Ce problème de l’égalité formelle que proclame notre belle république se heurte à celui de l’égalité réelle (ou renommé "égalité des chances"). Comment mesurer les distorsions de l’égalité réelle en nommant et en s’appuyant sur des catégories qui mettent à mal l’égalité formelle ? Une vieille rengaine en somme... Mais le débat en France a été relancé par Sarkozy, mais aussi par quelques sociologues comme Georges Felouzis (ségrégation ethnique à l’école) ou dans le logement.
Selon une étude citée par l’Observatoire des Inégalités, « les personnes d’origines maghrébine et noire africaine ont, pour les premiers 1,75 fois et pour les seconds 2,5 fois moins de chances que ceux d’origine française de prétendre ne serait-ce qu’à visiter un appartement suite à une petite annonce.
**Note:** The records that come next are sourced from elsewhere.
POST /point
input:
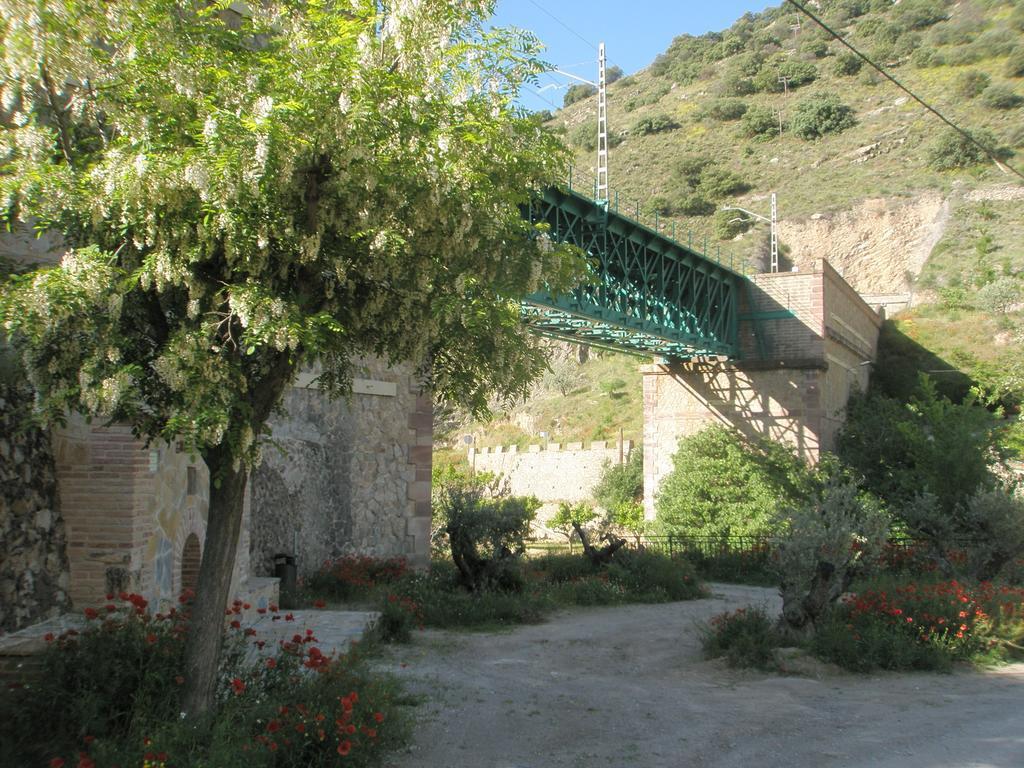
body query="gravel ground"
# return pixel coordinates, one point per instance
(627, 686)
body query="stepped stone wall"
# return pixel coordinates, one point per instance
(34, 571)
(807, 341)
(350, 476)
(553, 473)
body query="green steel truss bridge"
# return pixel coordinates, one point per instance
(650, 295)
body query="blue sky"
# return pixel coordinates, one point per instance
(634, 32)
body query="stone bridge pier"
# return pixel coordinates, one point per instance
(807, 341)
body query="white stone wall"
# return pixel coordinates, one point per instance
(553, 473)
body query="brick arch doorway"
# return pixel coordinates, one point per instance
(190, 557)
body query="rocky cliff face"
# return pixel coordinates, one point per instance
(879, 247)
(34, 577)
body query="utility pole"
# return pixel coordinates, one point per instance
(602, 128)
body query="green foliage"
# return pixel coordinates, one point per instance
(997, 297)
(760, 123)
(569, 515)
(730, 223)
(847, 64)
(999, 96)
(578, 92)
(1015, 62)
(653, 124)
(951, 150)
(111, 692)
(769, 79)
(725, 110)
(723, 483)
(188, 325)
(971, 83)
(484, 527)
(825, 543)
(621, 483)
(744, 638)
(919, 14)
(820, 115)
(929, 444)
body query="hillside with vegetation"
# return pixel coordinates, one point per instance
(864, 177)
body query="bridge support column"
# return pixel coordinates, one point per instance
(807, 339)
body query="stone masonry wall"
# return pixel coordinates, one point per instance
(34, 572)
(555, 473)
(805, 339)
(351, 476)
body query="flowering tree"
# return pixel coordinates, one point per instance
(247, 194)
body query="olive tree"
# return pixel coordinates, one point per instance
(246, 194)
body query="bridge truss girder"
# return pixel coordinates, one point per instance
(649, 294)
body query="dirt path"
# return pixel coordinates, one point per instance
(626, 686)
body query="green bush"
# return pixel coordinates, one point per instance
(820, 115)
(723, 483)
(621, 482)
(1000, 97)
(952, 151)
(484, 527)
(578, 92)
(725, 110)
(760, 123)
(919, 14)
(1015, 62)
(847, 64)
(744, 637)
(653, 124)
(971, 84)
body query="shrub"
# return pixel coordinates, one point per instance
(723, 483)
(1015, 62)
(725, 109)
(919, 14)
(952, 150)
(354, 577)
(744, 637)
(929, 444)
(847, 64)
(570, 515)
(651, 577)
(653, 124)
(997, 297)
(922, 625)
(484, 528)
(760, 123)
(110, 694)
(971, 84)
(826, 543)
(820, 115)
(1000, 97)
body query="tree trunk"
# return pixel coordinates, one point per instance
(206, 631)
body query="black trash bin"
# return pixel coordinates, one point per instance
(284, 568)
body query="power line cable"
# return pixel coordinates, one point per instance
(967, 134)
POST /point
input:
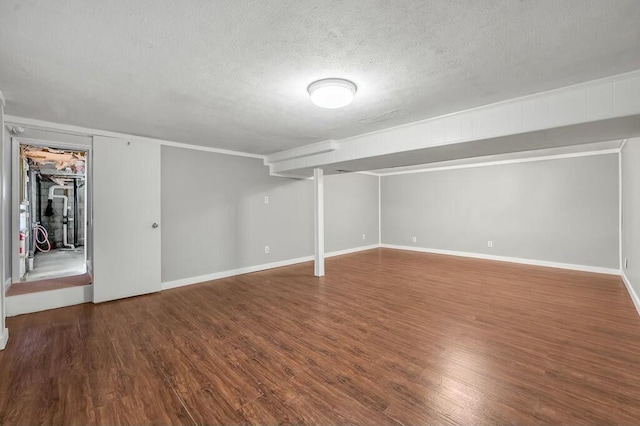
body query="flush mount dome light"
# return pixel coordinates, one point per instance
(332, 92)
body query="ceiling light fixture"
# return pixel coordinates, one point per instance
(332, 92)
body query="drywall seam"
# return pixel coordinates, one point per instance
(503, 162)
(78, 130)
(570, 266)
(620, 208)
(240, 271)
(634, 296)
(45, 300)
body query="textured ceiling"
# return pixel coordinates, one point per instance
(233, 74)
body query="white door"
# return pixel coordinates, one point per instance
(126, 218)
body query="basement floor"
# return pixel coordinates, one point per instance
(387, 337)
(57, 263)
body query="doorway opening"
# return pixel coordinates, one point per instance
(52, 219)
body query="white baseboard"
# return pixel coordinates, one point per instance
(634, 296)
(45, 300)
(224, 274)
(353, 250)
(4, 338)
(246, 270)
(584, 268)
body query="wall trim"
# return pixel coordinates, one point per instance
(634, 296)
(45, 300)
(4, 338)
(364, 172)
(351, 250)
(86, 131)
(256, 268)
(534, 262)
(503, 162)
(232, 272)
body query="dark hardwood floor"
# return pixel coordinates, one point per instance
(387, 337)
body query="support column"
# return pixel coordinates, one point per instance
(318, 190)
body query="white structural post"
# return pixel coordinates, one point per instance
(318, 190)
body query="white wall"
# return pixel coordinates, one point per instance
(3, 265)
(561, 210)
(351, 211)
(630, 230)
(215, 219)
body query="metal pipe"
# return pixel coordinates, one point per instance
(75, 211)
(65, 211)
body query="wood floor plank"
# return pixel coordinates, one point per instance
(386, 337)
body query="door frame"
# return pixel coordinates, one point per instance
(16, 141)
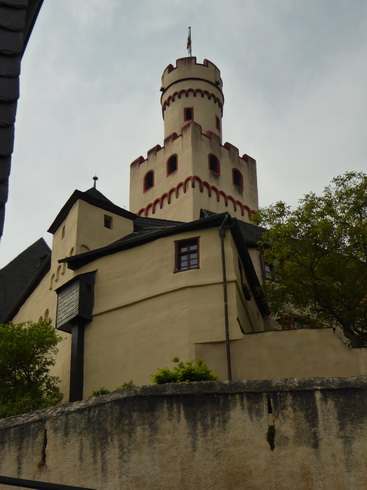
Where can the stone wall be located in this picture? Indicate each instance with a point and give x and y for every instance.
(282, 434)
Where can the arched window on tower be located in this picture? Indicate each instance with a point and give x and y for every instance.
(148, 180)
(171, 164)
(237, 179)
(214, 165)
(188, 114)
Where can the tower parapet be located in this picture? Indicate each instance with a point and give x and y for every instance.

Tel est l’un des principaux enseignements de la première opération dite de "testing" mise en place sous l’égide de la Haute autorité de lutte contre les discriminations et pour l’égalité (Halde), réalisée par le cabinet d’études ASDO dans le secteur privé auprès de 120 agences et à la suite de 100 visites effectuées par 15 candidats. Il existe des différences de traitements par rapport au niveau de salaire, aux cautions, à la durée du contrat de travail demandés aux candidats, dans les régions où ont eu lieu les tests (Paris, départements de Seine-Saint-Denis et des Hauts-de-Seine, Nice et Lille) : elles sont plus élevées en Ile-de-France (44%) qu’à Nice (32%) ou Lille (15%). »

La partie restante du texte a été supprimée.